The steel industry — with hundreds of millions of dollars in support from the federal and provincial governments — is aiming to switch from coal-fired to electric-powered furnaces, a move that is expected to be Ontario’s biggest source of emission reductions this decade.  

Buildings in the Hamilton Harbour industrial sector
Despite Premier Doug Ford’s opposition to the federal carbon tax, Ontario does impose a carbon price on large industrial emitters. (Ed Middleton/CBC News)

The report lists emissions from every major industrial facility in the country, and it shows the three biggest emitters in Ontario are steel plants. 

ArcelorMittal Dofasco in Hamilton, Algoma Steel in Sault Ste. Marie and Stelco Inc.’s Lake Erie plant in Haldimand County accounted for 11.6 megatonnes of emissions collectively in 2022, the report showed. 

“We’ve proven you can protect the environment without a costly, job-killing carbon tax,” Michaels added in the emailed statement.

Ontario actually has a carbon tax of its own, imposed on the biggest industrial emitters. 

The clean-steel initiative, the industrial carbon tax and a mandate for greater renewable content in gasoline account for nearly all the expected emission reductions in the Ford government’s plan for meeting its 2030 target. 

Dave Sawyer, principal economist with the Canadian Climate Institute, a policy research organization, says there’s some good news in the fact that Ontario’s emission levels in 2022 were comparable to 2017, given that the province’s economy and population grew during that time period. 

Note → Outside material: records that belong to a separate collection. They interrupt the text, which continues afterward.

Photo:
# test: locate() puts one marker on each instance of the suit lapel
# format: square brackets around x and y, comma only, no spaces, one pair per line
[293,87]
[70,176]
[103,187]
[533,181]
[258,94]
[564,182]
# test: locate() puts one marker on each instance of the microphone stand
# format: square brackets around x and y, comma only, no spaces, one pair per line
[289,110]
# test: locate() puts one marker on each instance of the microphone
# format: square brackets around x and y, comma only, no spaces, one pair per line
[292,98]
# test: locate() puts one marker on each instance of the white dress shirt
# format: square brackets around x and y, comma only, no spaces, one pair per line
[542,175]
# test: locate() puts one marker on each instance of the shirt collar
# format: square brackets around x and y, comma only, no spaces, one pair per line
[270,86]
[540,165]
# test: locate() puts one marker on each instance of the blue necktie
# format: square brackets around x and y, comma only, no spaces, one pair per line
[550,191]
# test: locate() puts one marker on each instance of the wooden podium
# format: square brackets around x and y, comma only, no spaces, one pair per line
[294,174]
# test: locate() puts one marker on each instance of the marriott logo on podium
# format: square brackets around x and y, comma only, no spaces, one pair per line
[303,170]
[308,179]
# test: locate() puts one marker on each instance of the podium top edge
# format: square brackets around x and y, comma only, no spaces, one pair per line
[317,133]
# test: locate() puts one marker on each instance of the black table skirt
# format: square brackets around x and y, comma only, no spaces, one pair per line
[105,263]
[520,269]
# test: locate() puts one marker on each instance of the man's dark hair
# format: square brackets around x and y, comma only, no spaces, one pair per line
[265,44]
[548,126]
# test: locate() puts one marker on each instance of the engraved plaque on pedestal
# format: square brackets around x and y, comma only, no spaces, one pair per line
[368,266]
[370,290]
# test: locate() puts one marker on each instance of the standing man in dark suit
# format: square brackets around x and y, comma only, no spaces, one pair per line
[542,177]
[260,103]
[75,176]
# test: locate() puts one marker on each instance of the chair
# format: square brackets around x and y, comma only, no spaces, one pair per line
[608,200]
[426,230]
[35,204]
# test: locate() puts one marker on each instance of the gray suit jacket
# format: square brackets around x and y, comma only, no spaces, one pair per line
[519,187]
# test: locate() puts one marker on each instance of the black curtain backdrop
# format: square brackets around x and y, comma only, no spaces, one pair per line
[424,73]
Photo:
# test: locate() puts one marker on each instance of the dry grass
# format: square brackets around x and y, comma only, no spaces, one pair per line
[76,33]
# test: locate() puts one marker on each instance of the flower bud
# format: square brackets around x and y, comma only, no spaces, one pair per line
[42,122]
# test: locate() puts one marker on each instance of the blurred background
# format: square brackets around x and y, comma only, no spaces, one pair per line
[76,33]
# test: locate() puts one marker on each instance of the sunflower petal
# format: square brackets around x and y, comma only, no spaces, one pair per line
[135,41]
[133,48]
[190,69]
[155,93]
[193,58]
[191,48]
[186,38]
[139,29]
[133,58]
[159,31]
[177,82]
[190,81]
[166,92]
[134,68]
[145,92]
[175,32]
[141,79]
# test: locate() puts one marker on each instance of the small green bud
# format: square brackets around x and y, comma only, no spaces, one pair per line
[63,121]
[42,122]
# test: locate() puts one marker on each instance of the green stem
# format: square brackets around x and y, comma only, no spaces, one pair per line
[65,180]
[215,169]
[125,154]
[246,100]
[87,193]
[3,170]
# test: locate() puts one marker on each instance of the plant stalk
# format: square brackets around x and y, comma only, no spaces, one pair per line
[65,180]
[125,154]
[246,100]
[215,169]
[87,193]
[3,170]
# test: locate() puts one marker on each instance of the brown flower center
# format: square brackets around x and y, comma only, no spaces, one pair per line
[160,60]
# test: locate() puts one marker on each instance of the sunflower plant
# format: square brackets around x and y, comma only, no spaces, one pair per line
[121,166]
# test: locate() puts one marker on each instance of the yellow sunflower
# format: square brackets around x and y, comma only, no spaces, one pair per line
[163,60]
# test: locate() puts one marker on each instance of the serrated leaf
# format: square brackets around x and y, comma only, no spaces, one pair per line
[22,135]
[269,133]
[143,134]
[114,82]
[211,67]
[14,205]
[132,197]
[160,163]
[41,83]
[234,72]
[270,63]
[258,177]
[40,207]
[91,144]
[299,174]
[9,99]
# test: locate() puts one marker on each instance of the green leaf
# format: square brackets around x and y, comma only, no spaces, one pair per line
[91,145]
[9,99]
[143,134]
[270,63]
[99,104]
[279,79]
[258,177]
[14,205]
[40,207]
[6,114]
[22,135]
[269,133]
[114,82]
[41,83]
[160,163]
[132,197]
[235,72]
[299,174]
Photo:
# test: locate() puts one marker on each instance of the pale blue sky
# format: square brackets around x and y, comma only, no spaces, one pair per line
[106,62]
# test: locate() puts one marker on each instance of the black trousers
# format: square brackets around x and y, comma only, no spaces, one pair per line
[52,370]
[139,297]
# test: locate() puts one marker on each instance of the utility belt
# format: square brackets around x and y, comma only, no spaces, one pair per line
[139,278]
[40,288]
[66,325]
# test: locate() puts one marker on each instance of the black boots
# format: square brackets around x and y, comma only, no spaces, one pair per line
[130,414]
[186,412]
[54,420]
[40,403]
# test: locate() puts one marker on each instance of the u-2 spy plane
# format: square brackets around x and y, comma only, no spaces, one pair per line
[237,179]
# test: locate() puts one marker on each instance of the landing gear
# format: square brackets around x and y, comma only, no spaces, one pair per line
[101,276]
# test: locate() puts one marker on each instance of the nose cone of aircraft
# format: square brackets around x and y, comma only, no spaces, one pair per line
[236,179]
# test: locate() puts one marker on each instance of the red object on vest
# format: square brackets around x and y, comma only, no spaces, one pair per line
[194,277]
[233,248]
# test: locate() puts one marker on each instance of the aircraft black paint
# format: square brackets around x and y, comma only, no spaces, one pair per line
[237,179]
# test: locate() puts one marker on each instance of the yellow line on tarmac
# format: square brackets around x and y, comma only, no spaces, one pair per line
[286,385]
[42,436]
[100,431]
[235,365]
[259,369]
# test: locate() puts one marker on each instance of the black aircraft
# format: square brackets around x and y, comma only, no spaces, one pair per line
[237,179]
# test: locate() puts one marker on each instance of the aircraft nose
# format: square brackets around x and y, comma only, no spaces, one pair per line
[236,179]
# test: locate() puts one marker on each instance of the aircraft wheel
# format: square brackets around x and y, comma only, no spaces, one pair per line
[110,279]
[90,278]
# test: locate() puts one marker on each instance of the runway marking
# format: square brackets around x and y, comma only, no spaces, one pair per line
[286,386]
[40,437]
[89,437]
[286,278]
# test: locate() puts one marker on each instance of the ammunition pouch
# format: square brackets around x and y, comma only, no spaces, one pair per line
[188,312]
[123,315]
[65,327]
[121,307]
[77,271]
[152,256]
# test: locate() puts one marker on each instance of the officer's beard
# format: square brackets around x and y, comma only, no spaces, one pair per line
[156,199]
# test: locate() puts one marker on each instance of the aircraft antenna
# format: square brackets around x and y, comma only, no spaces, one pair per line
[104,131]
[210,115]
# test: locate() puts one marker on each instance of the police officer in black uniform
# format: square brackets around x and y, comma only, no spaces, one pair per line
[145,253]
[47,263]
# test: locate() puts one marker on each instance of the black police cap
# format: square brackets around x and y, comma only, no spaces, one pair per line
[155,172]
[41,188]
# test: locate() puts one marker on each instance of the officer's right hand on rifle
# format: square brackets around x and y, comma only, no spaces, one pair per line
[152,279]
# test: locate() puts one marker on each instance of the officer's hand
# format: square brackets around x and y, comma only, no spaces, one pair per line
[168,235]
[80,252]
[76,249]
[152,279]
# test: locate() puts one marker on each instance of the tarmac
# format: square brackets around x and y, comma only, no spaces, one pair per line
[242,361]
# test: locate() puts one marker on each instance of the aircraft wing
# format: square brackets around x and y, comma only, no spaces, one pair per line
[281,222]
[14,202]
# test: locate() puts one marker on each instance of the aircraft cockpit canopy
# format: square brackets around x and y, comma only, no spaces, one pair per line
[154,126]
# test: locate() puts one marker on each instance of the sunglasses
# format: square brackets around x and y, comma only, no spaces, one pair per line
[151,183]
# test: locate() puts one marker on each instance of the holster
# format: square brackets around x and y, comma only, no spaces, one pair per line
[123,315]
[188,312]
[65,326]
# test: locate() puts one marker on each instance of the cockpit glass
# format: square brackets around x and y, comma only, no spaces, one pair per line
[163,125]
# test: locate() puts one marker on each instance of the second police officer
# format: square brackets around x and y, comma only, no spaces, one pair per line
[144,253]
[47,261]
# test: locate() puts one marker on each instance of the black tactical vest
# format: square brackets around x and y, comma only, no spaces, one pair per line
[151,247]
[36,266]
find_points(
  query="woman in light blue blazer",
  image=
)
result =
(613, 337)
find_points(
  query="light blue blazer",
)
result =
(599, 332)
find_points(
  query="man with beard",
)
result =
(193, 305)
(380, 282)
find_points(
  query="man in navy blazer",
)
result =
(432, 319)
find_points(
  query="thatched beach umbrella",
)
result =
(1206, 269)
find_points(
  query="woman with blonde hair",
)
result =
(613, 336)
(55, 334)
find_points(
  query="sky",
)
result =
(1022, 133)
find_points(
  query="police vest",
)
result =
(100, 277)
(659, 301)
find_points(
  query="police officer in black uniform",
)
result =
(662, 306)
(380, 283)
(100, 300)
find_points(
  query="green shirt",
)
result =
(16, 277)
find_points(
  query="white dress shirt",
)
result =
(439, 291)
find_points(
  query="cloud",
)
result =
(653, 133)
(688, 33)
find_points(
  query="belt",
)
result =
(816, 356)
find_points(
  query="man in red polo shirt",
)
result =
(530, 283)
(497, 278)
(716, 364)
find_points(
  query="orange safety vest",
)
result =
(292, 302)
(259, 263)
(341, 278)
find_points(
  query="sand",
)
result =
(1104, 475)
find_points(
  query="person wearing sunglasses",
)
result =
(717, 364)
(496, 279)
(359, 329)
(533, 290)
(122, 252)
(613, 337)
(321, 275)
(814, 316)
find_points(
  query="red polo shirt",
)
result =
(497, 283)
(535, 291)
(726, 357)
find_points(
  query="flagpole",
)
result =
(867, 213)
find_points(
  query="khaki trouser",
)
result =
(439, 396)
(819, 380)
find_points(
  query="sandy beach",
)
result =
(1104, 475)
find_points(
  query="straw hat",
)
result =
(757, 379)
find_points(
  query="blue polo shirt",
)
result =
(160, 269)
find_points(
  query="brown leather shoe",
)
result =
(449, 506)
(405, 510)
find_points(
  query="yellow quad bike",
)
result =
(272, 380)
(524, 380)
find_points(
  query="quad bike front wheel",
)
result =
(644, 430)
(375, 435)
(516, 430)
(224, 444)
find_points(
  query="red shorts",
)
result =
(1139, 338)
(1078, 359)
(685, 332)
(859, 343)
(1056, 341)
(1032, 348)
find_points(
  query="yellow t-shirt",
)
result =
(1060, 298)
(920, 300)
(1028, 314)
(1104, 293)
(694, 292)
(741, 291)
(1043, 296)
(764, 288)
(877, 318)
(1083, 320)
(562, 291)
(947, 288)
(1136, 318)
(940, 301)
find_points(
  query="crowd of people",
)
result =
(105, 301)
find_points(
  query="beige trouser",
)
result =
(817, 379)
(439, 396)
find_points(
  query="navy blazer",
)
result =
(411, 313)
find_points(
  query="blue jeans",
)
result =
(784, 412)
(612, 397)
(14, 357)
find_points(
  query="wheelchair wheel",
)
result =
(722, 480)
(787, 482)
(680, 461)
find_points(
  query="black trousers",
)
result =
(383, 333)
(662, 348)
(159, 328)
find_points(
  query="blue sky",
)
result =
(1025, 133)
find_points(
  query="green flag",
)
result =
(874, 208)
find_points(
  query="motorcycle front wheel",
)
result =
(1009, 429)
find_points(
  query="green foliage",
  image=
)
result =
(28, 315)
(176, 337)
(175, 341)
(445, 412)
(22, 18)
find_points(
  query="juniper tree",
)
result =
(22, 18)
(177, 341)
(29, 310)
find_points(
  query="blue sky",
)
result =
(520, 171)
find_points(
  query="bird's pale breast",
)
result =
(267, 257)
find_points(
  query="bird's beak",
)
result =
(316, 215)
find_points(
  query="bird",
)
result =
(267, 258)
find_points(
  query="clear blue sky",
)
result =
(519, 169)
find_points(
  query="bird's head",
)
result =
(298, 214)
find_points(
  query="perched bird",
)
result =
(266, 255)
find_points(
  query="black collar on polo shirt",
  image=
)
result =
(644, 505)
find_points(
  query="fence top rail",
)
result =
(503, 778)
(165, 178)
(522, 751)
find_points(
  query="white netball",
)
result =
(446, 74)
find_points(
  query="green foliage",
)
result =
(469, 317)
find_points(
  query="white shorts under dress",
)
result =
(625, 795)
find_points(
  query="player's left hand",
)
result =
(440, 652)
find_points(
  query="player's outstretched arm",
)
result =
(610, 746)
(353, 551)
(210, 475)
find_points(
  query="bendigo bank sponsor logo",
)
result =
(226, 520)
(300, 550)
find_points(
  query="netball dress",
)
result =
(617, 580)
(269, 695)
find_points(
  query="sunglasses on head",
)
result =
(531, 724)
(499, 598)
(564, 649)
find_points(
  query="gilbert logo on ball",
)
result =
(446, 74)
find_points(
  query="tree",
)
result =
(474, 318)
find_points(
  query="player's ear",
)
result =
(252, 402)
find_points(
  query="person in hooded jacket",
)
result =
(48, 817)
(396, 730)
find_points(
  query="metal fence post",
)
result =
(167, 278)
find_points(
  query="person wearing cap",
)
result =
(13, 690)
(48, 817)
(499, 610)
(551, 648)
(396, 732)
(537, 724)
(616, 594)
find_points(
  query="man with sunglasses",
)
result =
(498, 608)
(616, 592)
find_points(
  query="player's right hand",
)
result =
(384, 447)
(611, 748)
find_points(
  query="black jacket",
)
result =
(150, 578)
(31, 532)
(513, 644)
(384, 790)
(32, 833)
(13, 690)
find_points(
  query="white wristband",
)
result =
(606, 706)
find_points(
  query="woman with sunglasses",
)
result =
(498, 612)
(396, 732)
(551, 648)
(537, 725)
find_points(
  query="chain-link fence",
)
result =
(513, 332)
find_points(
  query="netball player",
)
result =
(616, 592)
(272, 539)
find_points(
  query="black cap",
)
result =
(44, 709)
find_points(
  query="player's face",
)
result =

“We’ve got a lot of technology that we’re adopting that’s driving down the [carbon] intensity of our activity,” said Sawyer in an interview. 

However, with Ontario’s economy and population expected to keep growing, Sawyer is reluctant to predict whether Ontario will be able to cut its annual emissions by some 14 megatonnes over the next eight years. 

“Whether we can hit targets or not really is an open question,” he said.

Monica Curtis, senior director of the Pembina Institute, a clean energy think-tank, says Ontario risks losing ground in its emission reductions by increasing the use of gas-fired electricity production. 

However, Curtis applauded the government’s moves to attract electric vehicle plants to the province, which she called “a great first step” toward reducing transportation emissions. 

Vapour and smoke flow out of the exhaust pipe of a truck.
Vehicles are responsible for more than one-quarter of all of Ontario’s CO2 emissions, according to the latest figures. (Yvon Theriault/CBC)

The national report shows that road transportation accounted for 26 per cent of Ontario’s greenhouse gas production in 2022.

Forman says some of the Ford government’s key policies give people more incentive to drive, such as reducing the provincial gas tax and building Highway 413, which would run for more than 50 kilometres between Milton and the northern edge of Vaughan. 

“If you’re serious about reducing greenhouse gas emissions, you don’t build a new 400-series highway through the Greenbelt,” Forman said.